Most Undeservedly Overlooked Person in the Database competition: Gaudentius, a murdered unfree Lombard with too many lords


Posted: Dec. 16, 2014, 6:33 p.m. by Alice Rio

by Gianmarco de Angelis

ChLA 28:856, dated 10 July 789, is really a peculiar document. It comes from one of the very few lay archives of the early middle ages (the particularly rich one of Toto from Campione), and contains, almost in passing, the unique and garbled mention of the man who is perhaps the most obscure and neglected Italian individual in the late eighth-century record. Gaudentius, that's his name, was unfree – a murdered unfree, and we even don't know his lord: “fuaet servus Dominiguni aut Autrotcaossi de Balerna”, the text says, in the typically ill-formed Latin of Lombard scribes, apparently completely unable to specify the ownership of that poor man.

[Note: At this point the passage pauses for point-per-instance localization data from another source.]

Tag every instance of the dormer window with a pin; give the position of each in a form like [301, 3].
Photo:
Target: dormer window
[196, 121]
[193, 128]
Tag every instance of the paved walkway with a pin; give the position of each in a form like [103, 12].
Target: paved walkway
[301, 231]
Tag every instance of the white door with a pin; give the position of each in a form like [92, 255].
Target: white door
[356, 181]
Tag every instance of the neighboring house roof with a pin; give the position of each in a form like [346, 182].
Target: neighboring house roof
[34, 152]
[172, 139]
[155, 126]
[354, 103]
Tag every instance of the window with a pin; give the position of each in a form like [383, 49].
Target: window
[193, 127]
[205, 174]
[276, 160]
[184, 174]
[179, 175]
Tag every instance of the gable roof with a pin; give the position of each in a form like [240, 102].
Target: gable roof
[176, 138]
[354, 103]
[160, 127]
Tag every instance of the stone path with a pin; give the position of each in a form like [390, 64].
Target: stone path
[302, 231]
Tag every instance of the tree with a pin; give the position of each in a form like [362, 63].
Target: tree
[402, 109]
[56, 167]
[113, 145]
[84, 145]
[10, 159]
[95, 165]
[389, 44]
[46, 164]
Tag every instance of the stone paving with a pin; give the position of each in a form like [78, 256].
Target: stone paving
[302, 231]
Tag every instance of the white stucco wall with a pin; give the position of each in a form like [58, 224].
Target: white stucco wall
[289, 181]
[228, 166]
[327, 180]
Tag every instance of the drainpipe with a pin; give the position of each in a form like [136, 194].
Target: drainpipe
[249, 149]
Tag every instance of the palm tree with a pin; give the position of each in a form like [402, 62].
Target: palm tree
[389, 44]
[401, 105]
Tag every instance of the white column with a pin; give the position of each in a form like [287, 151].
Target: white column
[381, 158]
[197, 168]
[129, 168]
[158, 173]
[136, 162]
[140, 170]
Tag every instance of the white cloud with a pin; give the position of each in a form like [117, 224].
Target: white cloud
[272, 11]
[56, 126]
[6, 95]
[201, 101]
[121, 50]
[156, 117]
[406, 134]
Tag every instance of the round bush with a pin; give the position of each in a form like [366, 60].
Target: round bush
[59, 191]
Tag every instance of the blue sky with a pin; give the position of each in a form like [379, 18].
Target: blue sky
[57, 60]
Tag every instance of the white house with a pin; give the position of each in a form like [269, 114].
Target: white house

Some obscure agents are definitely more obscure than others...

The victim will forgive me, but I find his case really funny.

In an unspecified year prior to 789, a certain Peresendo sold a portion of a house with the above-mentioned Dominigunus and Autrotcaossus, two aldiones of his, to his cousin, Toto from Campione. Nevertheless, Toto never came into possession of all those properties, because, when the charter of sale was issued, Gaudentius, transferred together with his (unknown) lord... had already been killed. Could Peresendo really have been ignorant of this fact? We don't know for sure, but let's read what he would later say on 10 July 789: "Menime in ipsa cartola de ipso homicidio commemoravimus" (to paraphrase: “I'm so sorry, my dear cousin, but I completely forgot to inform you about that murder when you bought my goods”). He looks like he's trying to get out of a mess.
Indeed, the only thing he could do now was to give Toto the right to collect monetary compensation for his loss, according to Lombard law (Rothari, Leges c. 134). And knowing Toto, his political power, and his socio-economic influence, we can bet our life he had no difficulties in being refunded, or in obtaining justice – whatever that word might mean in Lombard Italy at the end of eighth century.